Kendisinden bir şey istendiği takdirde “hayır” dediği görülmedi. Hiç kimsenin isteğini geri çevirmezdi. Elinden geldiği kadarıyla insanların ihtiyacını gidermeye çalışırdı. Bunu da yapamasaydı tatlı dil ve güzel sözlerle o kişiyi razı ederdi.[3]
İçecekleri üç nefeste ve emerek içerdi. Sağ elini yemek, içmek, almak ve vermek için kullanırdı. Sağ eli dışında bir şey verip almazdı, sol elini başka işler için kullanırdı. Bütün işlerinde; elbise ve ayakkabı giyerken, saçlarını tararken sağ elini kullanmayı severdi.
Birisini seslediği zaman üç defa çağırırdı. Kelamında tekrar olmazdı. İzin aldığı zaman üç defa tekrar ederdi. Sözleri apaçık idi, öyle ki her dinleyen anlardı. Konuştuğu zaman dişlerinin beyazlığı ışıldardı. Ön dişleri çok cazip bir şekilde birbirinden ayrı ama aralıksızdı.
Kısa bakışları vardı. Kimsenin üzerine odaklanarak bakmazdı. Hiç kimse ile hoşlanmayacağı şey hakkında sohbet etmezdi. Yolda yürürken yokuş aşağı iner gibi adım atardı.
Şöyle buyururdu: “İçinizde en hayırlınız en güzel ahlaklı olanınızdır.”
Hiçbir yiyeceği küçümsemediği gibi övmezdi de.
Ashabı onun huzurunda tartışıp kavga etmezlerdi.
Onun mübarek huzurunu idrak eden bütün insanlar; “Biz (s) onun gibisini ne geçmişte gördük, ne de gelecekte göreceğimizi sanıyoruz” demişlerdir.[4]
“Birisi huzurunda yalan söyleseydi gülerek “Bu, onun söylediği bir sözdür” buyururdu.”[5]
“Yeni bir kız çocuğunun dünyaya geldiğini kendisine müjdelediklerinde: “Reyhandır ve rızkı Allah’ın üzerinedir” diye buyururdu.”[6]

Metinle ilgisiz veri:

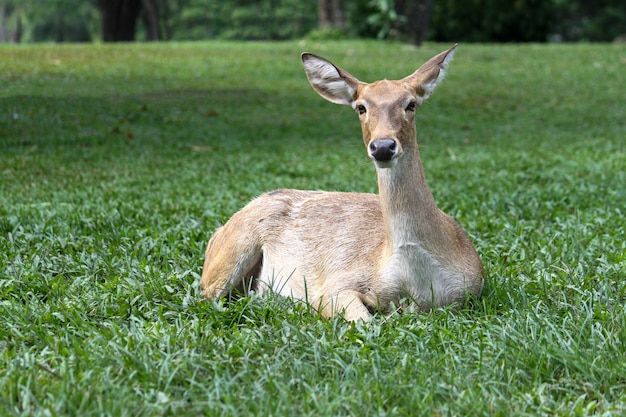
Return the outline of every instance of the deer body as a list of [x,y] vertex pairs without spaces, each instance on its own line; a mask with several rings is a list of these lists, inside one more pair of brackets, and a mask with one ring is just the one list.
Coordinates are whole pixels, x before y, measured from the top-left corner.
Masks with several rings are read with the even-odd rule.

Resulullah (s) düşman ile karşı karşıya geldiği zaman piyadeleri, atlıları ve deveye binenleri savaş için hazırlar ve sonra şöyle buyururdu: “Allah’ım! Sen benim sığınağım, yardımcım ve tehlikeleri benden uzaklaştıran-sın. Allah’ım! Senin yardımınla saldırıyor ve savaşıyorum.”[7]
Resulullah (s) saçını tarardı, birçok zamanlar su ile düzeltirdi ve şöyle buyururdu: “Müminin güzel ve hoş kokulu olması için su yeterlidir.”[8]
Mekke’den birisi döndüğünde şöyle buyururlardı: “Allah hac amellerini kabul etsin, günahlarını bağışlasın, harcadıklarını sana geri döndürsün.”[9]
Resulullah’ın (s) el tutma yeri demirden olan bir asası vardı. Ona yaslanırdı. Bayramda ve yolculuklarda namaz kılarken onu önüne bırakırdı.
Resulullah, başına farklı takkeler takardı ve çizgili idiler… ‘Zatu’l-Fusul’ adında bir zırhı vardı, bu zırhın bir tane önde iki tane de arkada gümüş halkası bulunuyordu.[10]
Kılıcının kını, kılıfının sonu ve kabzası gümüşten idi. İkisinin ortası da gümüşten işlenmişti.[11]
Defalarca Resulullah’ın (s) suyu üç nefeste içtiğini gördüm. Her defasında “Bismillah” deyip sonunda ise Allah’a hamd ederdi. Bunun sebebini sorduğumda şöyle buyurdular: “Ey Ali! Hamdı, şükrü yerine getirmek; besmeleyi ise, dertten korunmak için söylüyorum.”[12]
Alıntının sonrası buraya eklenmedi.